I didn’t understand the importance of opportunity costs at the start of my sentence. When authorities took me into custody and presented me with an indictment, I was 23 years old. I wanted to get out of prison, and my attorney told me what I wanted to hear rather than what I needed to hear.
Instead of accepting responsibility and moving forward, I put the government to the test and proceeded through trial. I perjured myself on the witness stand. A jury convicted me of every count. And a judge sentenced me to 45 years.
Fortunately, it’s never too early and never too late to make better decisions. We must simply consider the opportunity costs of every decision we make.
After 26 years, I concluded my obligation with the Bureau of Prisons. At 49, I had to make a choice.
How would I want to live the rest of my life?
Answering that question requires introspection. We’ve got to think. We’ve got to consider what we want to achieve and then assess whether we’re making decisions that will accelerate our pathway to success.
In my case, after 26 years in prison, success would mean working to “live as the change I wanted to see.”
Other people suggested that I should take time and decompress, perhaps start a family. They defined success differently from me.

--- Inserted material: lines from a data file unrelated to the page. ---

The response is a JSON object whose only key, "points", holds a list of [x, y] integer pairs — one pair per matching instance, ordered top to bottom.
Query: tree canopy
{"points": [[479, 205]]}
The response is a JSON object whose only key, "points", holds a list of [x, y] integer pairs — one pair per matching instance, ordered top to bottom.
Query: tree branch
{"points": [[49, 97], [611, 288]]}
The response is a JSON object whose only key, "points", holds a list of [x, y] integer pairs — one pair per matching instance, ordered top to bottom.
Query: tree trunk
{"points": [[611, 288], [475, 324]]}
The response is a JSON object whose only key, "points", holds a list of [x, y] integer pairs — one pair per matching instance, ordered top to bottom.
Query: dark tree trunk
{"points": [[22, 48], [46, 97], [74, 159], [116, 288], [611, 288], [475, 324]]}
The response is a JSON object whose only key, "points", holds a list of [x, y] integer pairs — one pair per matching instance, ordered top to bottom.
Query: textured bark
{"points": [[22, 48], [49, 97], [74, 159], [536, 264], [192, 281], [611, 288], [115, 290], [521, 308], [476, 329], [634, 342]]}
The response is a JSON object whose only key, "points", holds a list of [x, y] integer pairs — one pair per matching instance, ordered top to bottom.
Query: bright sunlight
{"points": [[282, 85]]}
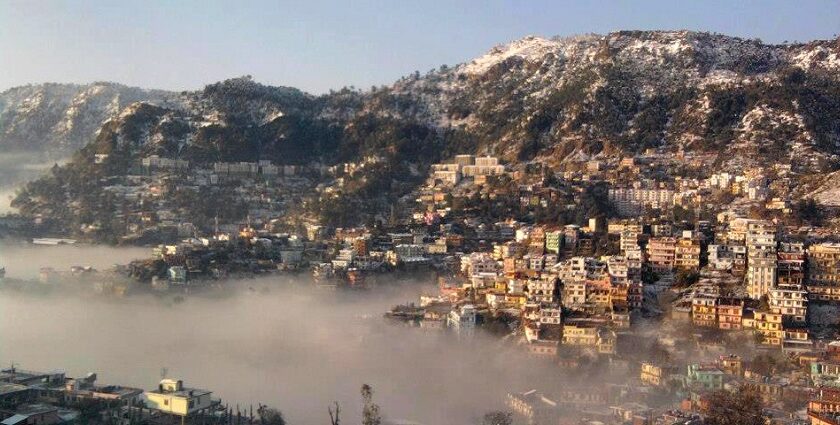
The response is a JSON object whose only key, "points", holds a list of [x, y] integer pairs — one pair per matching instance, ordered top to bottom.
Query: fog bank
{"points": [[24, 260], [285, 344]]}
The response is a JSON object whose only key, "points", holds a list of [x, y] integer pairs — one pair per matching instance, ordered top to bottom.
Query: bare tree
{"points": [[370, 410], [334, 413], [270, 416], [497, 417]]}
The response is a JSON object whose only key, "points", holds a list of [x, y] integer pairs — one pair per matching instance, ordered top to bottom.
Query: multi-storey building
{"points": [[634, 200], [661, 253], [687, 254], [761, 258], [791, 264], [824, 271], [791, 302], [704, 310], [730, 313], [769, 326]]}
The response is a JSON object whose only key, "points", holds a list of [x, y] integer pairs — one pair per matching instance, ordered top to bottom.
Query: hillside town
{"points": [[664, 295]]}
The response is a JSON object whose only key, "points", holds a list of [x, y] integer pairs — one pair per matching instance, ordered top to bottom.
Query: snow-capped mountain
{"points": [[554, 101], [57, 119]]}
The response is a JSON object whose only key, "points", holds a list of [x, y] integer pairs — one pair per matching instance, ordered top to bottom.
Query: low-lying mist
{"points": [[24, 260], [277, 341]]}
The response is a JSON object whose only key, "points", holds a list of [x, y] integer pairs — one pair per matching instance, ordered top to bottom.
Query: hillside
{"points": [[554, 101], [57, 119]]}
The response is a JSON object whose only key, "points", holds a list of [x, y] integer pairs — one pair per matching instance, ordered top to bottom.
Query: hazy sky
{"points": [[317, 45]]}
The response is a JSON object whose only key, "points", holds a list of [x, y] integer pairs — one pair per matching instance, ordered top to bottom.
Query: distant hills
{"points": [[534, 98], [553, 101]]}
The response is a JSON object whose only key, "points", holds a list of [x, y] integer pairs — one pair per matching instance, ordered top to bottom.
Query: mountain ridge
{"points": [[556, 102]]}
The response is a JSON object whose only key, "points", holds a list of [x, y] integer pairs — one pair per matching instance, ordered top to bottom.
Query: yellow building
{"points": [[769, 325], [654, 375], [173, 398]]}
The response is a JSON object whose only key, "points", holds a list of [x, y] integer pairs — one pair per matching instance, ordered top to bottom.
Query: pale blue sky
{"points": [[317, 45]]}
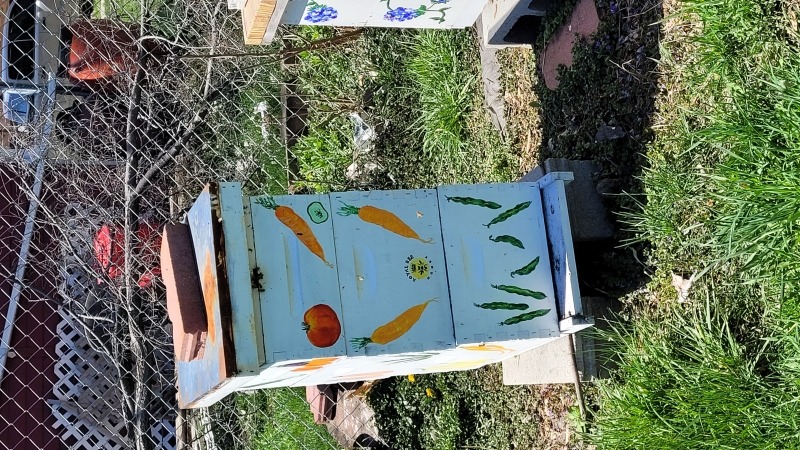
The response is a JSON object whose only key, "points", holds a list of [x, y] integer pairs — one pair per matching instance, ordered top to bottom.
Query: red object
{"points": [[100, 49], [110, 254], [322, 326]]}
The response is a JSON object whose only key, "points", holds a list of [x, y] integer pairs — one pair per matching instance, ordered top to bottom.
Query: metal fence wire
{"points": [[116, 113]]}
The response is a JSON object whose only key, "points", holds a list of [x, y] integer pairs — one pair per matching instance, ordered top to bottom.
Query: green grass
{"points": [[419, 90], [721, 201], [686, 382], [460, 410], [277, 419]]}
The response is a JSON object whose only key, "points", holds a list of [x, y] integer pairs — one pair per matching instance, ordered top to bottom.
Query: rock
{"points": [[609, 133]]}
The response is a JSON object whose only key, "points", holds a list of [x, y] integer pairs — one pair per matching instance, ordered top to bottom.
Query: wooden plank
{"points": [[257, 15], [481, 261], [382, 274], [298, 287], [246, 311], [196, 379]]}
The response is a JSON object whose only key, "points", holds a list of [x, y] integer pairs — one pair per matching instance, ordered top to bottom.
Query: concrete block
{"points": [[512, 23], [587, 215], [185, 304], [553, 363], [548, 364], [322, 400]]}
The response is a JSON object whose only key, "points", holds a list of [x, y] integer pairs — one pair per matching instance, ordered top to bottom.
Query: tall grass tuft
{"points": [[445, 86], [686, 383]]}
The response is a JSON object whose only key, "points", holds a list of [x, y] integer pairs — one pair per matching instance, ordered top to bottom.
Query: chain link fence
{"points": [[116, 113]]}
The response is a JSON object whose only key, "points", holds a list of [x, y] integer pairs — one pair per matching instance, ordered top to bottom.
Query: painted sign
{"points": [[384, 13], [296, 277]]}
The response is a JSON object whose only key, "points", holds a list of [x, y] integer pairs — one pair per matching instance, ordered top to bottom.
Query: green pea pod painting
{"points": [[474, 202], [505, 215], [508, 240], [527, 269], [520, 291], [502, 306], [525, 317]]}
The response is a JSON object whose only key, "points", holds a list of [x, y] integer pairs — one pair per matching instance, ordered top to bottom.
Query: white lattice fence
{"points": [[88, 400]]}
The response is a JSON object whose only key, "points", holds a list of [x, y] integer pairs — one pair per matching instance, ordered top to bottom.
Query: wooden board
{"points": [[262, 17], [486, 264], [382, 274], [297, 283], [197, 378]]}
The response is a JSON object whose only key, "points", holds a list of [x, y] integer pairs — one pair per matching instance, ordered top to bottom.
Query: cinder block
{"points": [[512, 23], [587, 215], [185, 304], [322, 400]]}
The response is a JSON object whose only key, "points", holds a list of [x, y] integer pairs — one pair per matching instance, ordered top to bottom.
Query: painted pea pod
{"points": [[474, 202], [503, 216], [508, 240], [527, 269], [520, 291], [503, 306], [525, 317]]}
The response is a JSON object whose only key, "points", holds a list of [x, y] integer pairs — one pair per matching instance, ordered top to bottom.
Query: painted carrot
{"points": [[383, 219], [297, 224], [394, 329]]}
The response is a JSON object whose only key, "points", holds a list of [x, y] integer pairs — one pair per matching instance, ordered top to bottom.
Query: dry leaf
{"points": [[682, 285]]}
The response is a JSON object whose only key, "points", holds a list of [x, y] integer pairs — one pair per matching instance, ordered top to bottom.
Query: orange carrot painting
{"points": [[384, 219], [297, 225], [394, 329]]}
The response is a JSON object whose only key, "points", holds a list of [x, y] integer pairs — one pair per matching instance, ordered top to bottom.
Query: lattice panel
{"points": [[88, 407]]}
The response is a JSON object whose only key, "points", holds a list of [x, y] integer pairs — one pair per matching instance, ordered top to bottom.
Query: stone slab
{"points": [[512, 23], [581, 25], [548, 364]]}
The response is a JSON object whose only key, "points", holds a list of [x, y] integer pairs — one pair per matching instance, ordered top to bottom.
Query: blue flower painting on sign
{"points": [[318, 13], [402, 14]]}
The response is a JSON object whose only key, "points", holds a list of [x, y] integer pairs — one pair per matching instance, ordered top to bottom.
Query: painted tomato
{"points": [[321, 325]]}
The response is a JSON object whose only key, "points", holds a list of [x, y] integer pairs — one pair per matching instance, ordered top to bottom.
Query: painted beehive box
{"points": [[384, 13], [497, 262], [392, 272], [366, 285], [301, 311]]}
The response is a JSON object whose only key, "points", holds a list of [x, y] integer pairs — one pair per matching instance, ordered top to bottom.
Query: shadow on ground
{"points": [[602, 111]]}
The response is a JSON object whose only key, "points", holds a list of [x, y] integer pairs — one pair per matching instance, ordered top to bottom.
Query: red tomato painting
{"points": [[322, 326]]}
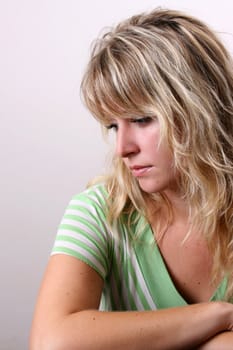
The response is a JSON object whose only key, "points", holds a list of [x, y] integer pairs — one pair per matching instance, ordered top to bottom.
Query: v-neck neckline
{"points": [[157, 277]]}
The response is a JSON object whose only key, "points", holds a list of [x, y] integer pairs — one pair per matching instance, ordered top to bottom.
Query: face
{"points": [[150, 162]]}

Being a father requires a lifelong commitment. In my view, I forfeited the privilege of fatherhood when I committed crimes that led to my conviction and sentence. I could not provide a child with the love, care, and attention needed while simultaneously working to build a career. Without financial stability or work history, I could project into the future. Without financial resources, I would face a parade of horribles if I chose to father a child. Instead of working to build financial stability, I would be attending athletic events and celebrating birthdays.
Those weren’t the decisions I wanted to make in my 50s.
Every day I consider the decisions that I’m making. These journals help me stay on course. They also become teaching tools, showing others that if we think differently, we open opportunity to reach success as we define it.
We want members of our community to live deliberately. Regardless of what stage of the journey you may be in, think about how the decisions you’re making today will influence your prospects for success in the future.
In our course, Preparing for Success after Prison, I recommend using the pattern of CEO-thinking:
Consider how every decision you make will influence your life in the next ten minutes, in the next ten months, and in the next ten years.Suzy Welch, Author of 10-10-10
Our community at Prison Professors serves people at every stage in the journey. Some people contemplate how they will respond to a criminal charge, while others are trying to climb through lengthy sentences. In today’s journal entry, I hope they’ll better understand what I mean when I write about opportunity costs.
I’ll clarify what I meant when I wrote the right decision at the wrong time is the wrong decision. I could not change the fact that I did not make good decisions as a young man. The choices I made led me to prison. Had I chosen to have children after serving 26 years in prison, I would not have been able to devote my life and career to bringing change to the criminal justice system.
My personal ministry is to work toward improving outcomes for all justice-impacted people. To succeed in that effort, I must consider every decision’s opportunity costs. By memorializing the journey, I am more committed to staying the course.
In what ways are you memorializing your journey?